Because economic variables are not stable, the impact on
government revenues and outlays is that their forecasts and
predictions are less reliable.
This would affect my deficit reduction strategy as we discussed in the
beginning of this paper. Changes in the economy walways affect the
federal budget. Slowing of the economy can put the federal budget
into deficit, even if a balanced budget had been planned at the
beginning of the fiscal year.
The Ultimate Question
The ultimate question was whether I could balance the federal budget
within the next five years? The answer is, "Yes, I can."
If I remember correctly, I produced a surplus of around 65 billion
dollars in the fifth year. I achieved this without raising taxes even one
penny.
The possible beneficial effects of my strategy are as follows. With
less interest to pay on the public debt:
we would not have to raise taxes. Thus, we could provide more
incentives to businesses to expand and create more jobs.
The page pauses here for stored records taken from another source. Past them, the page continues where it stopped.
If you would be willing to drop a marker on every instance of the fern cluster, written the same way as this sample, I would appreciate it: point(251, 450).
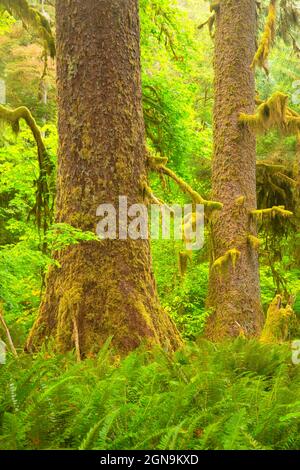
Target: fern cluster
point(238, 395)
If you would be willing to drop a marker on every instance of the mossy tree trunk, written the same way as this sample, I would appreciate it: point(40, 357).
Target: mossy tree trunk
point(234, 290)
point(101, 288)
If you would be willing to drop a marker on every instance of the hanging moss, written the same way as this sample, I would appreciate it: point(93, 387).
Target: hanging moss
point(31, 18)
point(273, 114)
point(271, 212)
point(224, 262)
point(254, 242)
point(279, 323)
point(210, 22)
point(215, 5)
point(267, 40)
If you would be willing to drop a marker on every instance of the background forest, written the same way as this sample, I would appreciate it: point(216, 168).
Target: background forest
point(238, 394)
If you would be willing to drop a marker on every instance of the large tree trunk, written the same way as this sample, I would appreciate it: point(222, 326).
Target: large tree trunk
point(102, 288)
point(234, 291)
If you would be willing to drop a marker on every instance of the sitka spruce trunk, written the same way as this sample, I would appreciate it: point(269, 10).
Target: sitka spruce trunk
point(234, 289)
point(100, 289)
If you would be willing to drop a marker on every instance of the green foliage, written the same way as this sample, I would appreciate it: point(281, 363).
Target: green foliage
point(238, 395)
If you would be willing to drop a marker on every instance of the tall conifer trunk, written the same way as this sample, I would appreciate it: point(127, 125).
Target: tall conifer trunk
point(101, 288)
point(234, 291)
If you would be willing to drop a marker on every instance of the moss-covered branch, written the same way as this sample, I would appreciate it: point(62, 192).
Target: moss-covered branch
point(42, 209)
point(230, 258)
point(31, 18)
point(159, 165)
point(271, 212)
point(273, 113)
point(267, 39)
point(254, 242)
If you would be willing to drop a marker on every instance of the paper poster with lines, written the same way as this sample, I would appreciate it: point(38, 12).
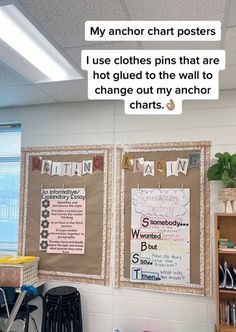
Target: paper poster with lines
point(160, 236)
point(62, 220)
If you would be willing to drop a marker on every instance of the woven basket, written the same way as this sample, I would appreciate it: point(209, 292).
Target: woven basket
point(16, 275)
point(227, 194)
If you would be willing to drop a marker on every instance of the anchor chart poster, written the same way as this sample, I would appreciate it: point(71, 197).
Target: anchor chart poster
point(160, 236)
point(62, 224)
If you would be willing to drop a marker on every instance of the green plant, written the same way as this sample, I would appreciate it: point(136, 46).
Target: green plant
point(224, 169)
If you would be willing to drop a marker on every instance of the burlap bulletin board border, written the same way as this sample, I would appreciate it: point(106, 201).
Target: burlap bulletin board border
point(93, 266)
point(199, 211)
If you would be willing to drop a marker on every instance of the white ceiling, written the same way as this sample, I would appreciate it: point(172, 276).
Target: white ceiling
point(63, 22)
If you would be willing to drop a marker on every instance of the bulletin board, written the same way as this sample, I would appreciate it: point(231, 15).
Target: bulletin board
point(90, 261)
point(194, 182)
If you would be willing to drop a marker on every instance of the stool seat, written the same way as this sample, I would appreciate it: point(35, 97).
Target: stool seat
point(62, 310)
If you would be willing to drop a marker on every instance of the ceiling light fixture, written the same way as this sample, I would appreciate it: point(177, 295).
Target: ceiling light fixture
point(28, 47)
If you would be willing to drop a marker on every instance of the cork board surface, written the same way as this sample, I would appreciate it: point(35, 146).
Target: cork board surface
point(94, 264)
point(196, 181)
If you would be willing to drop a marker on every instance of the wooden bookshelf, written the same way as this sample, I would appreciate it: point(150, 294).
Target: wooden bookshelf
point(227, 225)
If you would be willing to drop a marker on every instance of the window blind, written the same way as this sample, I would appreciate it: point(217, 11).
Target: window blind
point(10, 147)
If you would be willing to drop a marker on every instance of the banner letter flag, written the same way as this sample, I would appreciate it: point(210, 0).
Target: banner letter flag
point(36, 163)
point(46, 167)
point(76, 169)
point(194, 160)
point(171, 168)
point(66, 169)
point(127, 163)
point(148, 168)
point(138, 164)
point(87, 167)
point(182, 165)
point(98, 163)
point(161, 167)
point(56, 168)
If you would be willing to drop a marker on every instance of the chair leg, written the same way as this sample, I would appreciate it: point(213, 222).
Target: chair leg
point(34, 323)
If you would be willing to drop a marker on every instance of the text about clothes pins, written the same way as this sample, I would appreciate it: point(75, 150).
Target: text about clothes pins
point(153, 81)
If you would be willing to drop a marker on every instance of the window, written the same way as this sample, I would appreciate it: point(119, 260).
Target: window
point(10, 143)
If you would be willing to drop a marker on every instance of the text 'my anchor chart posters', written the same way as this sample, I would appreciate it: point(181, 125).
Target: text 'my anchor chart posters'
point(153, 81)
point(160, 236)
point(63, 220)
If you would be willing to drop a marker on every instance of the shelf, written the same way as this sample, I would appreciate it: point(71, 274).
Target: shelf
point(227, 251)
point(224, 328)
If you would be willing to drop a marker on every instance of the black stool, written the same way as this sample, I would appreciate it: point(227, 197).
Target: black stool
point(62, 310)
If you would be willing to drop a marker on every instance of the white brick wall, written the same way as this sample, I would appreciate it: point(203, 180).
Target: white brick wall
point(106, 308)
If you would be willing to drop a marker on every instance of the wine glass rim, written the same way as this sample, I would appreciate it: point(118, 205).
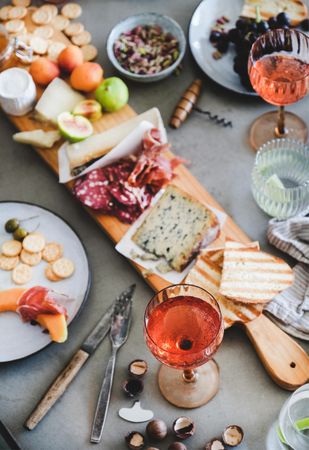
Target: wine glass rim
point(190, 285)
point(271, 145)
point(292, 31)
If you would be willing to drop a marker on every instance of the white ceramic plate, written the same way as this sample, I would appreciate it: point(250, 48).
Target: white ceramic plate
point(202, 21)
point(18, 339)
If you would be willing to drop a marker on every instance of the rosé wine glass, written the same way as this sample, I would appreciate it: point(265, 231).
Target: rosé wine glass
point(278, 67)
point(183, 328)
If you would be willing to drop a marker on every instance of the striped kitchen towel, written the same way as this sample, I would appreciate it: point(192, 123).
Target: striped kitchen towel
point(290, 308)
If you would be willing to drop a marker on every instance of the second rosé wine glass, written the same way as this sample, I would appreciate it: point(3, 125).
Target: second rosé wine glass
point(183, 329)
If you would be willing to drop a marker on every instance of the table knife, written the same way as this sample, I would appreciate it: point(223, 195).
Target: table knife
point(120, 326)
point(58, 387)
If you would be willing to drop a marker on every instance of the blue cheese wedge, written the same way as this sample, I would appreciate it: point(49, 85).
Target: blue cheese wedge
point(176, 227)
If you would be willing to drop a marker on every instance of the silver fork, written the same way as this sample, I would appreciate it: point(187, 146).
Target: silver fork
point(120, 325)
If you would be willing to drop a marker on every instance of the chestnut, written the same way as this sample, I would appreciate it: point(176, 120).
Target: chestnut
point(138, 368)
point(215, 444)
point(183, 427)
point(156, 429)
point(177, 446)
point(135, 440)
point(133, 387)
point(233, 435)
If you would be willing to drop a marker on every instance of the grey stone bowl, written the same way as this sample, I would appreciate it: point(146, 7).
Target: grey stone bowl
point(166, 23)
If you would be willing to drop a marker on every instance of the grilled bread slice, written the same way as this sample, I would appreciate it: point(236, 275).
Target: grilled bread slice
point(295, 9)
point(252, 276)
point(207, 274)
point(176, 228)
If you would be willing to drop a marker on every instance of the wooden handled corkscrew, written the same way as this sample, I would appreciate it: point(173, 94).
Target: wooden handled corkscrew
point(187, 104)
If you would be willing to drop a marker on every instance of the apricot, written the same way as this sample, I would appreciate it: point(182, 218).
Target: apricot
point(70, 58)
point(86, 77)
point(43, 71)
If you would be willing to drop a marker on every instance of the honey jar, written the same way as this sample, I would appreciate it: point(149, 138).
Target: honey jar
point(12, 51)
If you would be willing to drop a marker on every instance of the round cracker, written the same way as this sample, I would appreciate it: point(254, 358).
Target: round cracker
point(52, 252)
point(41, 16)
point(24, 3)
point(4, 12)
point(83, 38)
point(74, 28)
point(32, 259)
point(44, 32)
point(52, 9)
point(11, 248)
point(63, 267)
point(54, 49)
point(50, 275)
point(71, 10)
point(60, 23)
point(34, 242)
point(39, 45)
point(15, 26)
point(90, 52)
point(8, 262)
point(18, 12)
point(22, 274)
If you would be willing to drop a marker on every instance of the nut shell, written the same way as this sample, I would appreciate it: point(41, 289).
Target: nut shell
point(177, 446)
point(138, 368)
point(135, 440)
point(156, 429)
point(133, 387)
point(233, 435)
point(215, 444)
point(183, 427)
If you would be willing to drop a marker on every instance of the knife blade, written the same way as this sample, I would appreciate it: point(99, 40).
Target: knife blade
point(120, 326)
point(67, 375)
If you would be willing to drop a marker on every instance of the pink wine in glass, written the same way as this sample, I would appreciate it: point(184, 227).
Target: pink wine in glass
point(182, 332)
point(280, 79)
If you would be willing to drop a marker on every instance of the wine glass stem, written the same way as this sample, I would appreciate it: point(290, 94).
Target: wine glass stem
point(280, 130)
point(189, 376)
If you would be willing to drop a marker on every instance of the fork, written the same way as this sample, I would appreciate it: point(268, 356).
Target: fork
point(120, 325)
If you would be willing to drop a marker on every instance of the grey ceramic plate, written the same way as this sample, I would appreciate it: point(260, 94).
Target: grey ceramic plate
point(202, 21)
point(18, 339)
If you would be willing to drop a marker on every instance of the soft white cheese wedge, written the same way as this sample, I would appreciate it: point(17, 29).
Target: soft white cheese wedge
point(57, 98)
point(37, 138)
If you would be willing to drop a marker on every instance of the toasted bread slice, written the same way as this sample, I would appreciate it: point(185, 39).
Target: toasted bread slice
point(295, 9)
point(207, 274)
point(252, 276)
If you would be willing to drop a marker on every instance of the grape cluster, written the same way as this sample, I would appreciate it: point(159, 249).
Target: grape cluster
point(243, 36)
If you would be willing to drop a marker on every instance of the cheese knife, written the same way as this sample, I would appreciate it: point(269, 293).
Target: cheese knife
point(120, 327)
point(58, 387)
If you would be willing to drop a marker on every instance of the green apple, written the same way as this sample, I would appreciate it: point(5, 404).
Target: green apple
point(113, 94)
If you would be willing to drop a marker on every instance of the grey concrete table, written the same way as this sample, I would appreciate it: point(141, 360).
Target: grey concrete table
point(222, 161)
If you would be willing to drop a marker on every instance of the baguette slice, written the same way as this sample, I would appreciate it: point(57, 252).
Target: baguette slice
point(176, 228)
point(296, 10)
point(252, 276)
point(207, 274)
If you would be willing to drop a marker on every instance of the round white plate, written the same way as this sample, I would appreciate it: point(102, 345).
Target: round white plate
point(18, 339)
point(202, 21)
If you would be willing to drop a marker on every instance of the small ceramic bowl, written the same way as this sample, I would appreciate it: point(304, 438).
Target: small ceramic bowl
point(166, 23)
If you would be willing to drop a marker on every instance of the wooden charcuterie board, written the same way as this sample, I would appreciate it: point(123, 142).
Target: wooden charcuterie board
point(109, 224)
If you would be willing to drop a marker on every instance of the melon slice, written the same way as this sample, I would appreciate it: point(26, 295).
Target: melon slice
point(56, 326)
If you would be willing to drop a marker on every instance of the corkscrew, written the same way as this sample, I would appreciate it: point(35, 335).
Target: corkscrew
point(187, 104)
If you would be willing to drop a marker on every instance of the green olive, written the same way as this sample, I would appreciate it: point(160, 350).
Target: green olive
point(11, 225)
point(20, 234)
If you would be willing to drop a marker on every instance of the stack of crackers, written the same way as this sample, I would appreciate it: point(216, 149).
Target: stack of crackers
point(240, 273)
point(41, 31)
point(21, 257)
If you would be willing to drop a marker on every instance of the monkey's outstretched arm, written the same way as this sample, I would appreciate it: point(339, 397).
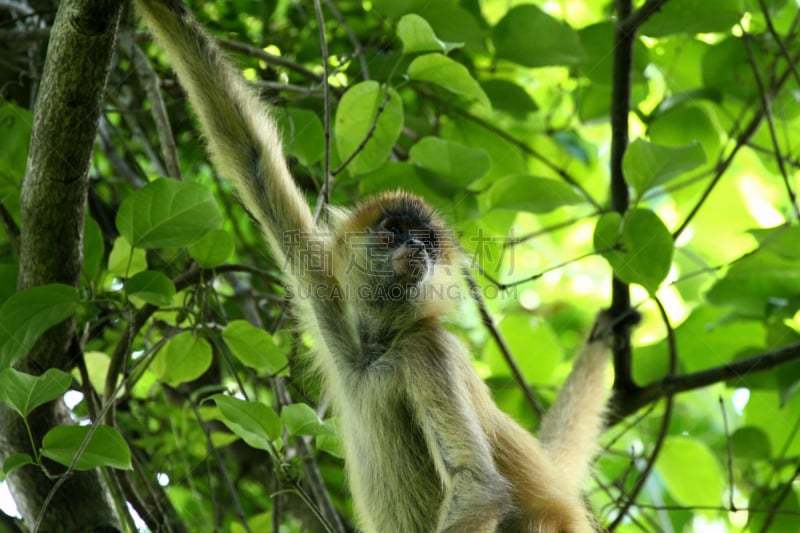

we would not have our nation's output transferred abroad to pay
interest and principal on the portion of the debt held by foreigners.
the government would no longer have to borrow to refinance (drive
interest rates up). Thus, private investment spending would
increase. One approach of disposing of the surplus involves the
government transferring its surplus tax revenues back into the
money market, causing the interest rate to fall and thereby
stimulating investment and consumption. In another approach,
government can realize a greater anti-inflationary impact from its
budgetary surplus by allowing those funds to stand idle.
we may see decreased foreign demand for American securities
(due to lower interest rates). This would decrease the international
value of the dollar, causing American exports to increase and
imports to decrease. The resulting rebalancing of the trade deficit
would exert a positive effect on our domestic economy.
The possible negative effects of my strategy are as follows. With the
cuts in defense spending:
our economy may encounter a siege of unemployed defense
workers. With falling incomes, tax receipts will automatically
decline. To balance its budget, government must either
1) increase tax rates,
2) reduce spending, or
3) use a combination of both.
The problem is that these policies are contradictory; each one
further dampens the economy.
One solution might be to use a portion of the surplus in our budget to
retrain the unemployed defense workers in new growth fields.
With the surplus of money put back into the economy,
we may see money incomes increase during a time of inflation and
therefore tax collections will increase. To avoid a further surplus
from occurring, the government must either
1) cut tax rates,
2) increase expenditures, or
3) use a combination of both.
All three of these policies will add to inflationary pressures.
Conclusion
In addition to the spending cuts discussed above some of the
proposed or enacted remedies for deficits and public debt include:
a proposed constitutional amendment mandating an annually
balanced budget
the Graham-Rudman-Hollings Act which required annual deficit
reductions
budget legislation of 1990 which raised taxes, cut expenditures,
and forced Congress to offset new spending or tax cuts with
reductions in existing spending or tax increases
greater privatization of the economy by selling public assets and
programs to the private sector; and
giving the President line-item veto authority.